Starcie FC Barcelona z Realem Madryt początkowo miało się odbyć 26 października. Nie było to jednak możliwe, gdyż w Katalonii trwały ogromne zamieszki wywołane przez mieszkańców stolicy Katalonii dążących do ogłoszenia niepodległości swojego regionu. Jako termin alternatywny wybrano środę, 18 grudnia, a więc tuż przed Bożym Narodzeniem. Teraz sytuacja w mieście pozwala już na zorganizowanie spotkania, ale władze wolą zabezpieczyć się na wypadek każdej sytuacji.

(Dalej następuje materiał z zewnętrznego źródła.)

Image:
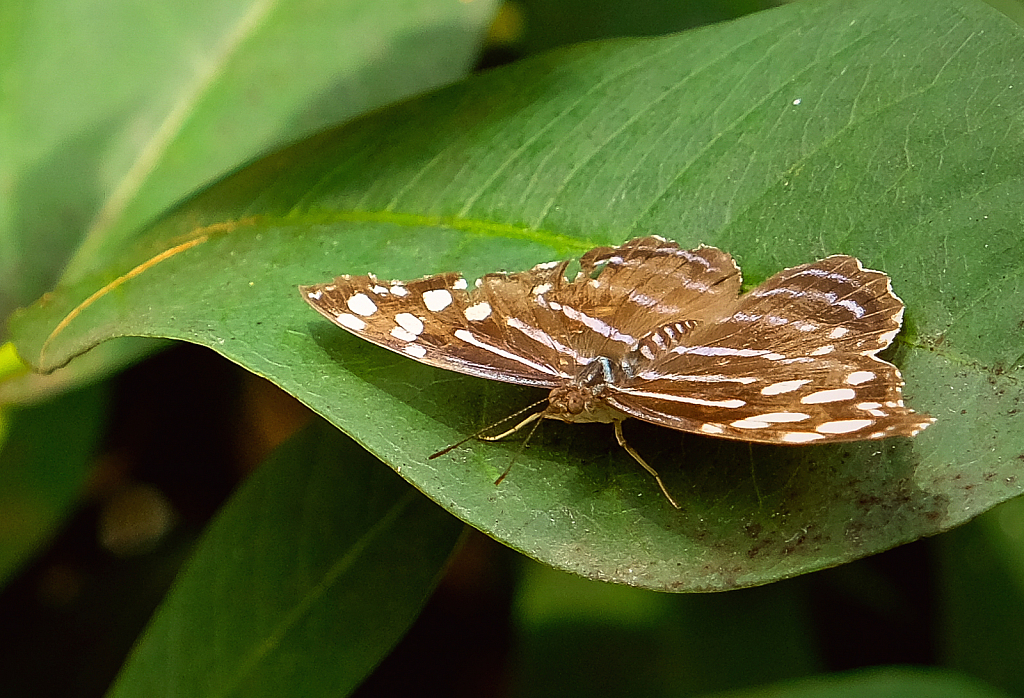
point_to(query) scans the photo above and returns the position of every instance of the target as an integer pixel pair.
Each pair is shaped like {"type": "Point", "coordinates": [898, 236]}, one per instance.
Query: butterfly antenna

Przy El Clasico - na Camp Nou i poza nim - ma pracować aż trzy tysiące funkcjonariuszy policji. Co więcej służby podjęły decyzję, aby obydwie drużyny oraz sędziów spotkania umieścić w tym samym hotelu, obiekcie Sofia mieszczącym się raptem pół kilometra od stadionu. To wyjątkowa sytuacja zwłaszcza dla ekipy Blaugrany, która przecież nie ma w zwyczaju nocować w w hotelu w mieście w dniu poprzedzającym rozegranie potyczki na własnym terenie.
Polecany artykuł:
Służby bezpieczeństwa są wyczulone na absolutnie wszystkie sytuacje, które mogą się wydarzyć na stadionie i poza nim. Nic jednak dziwnego - El Clasico obejrzy na żywo niemal 100 tysięcy osób, a transmisja zostanie przeprowadzona niemal w każdym zakątku świata.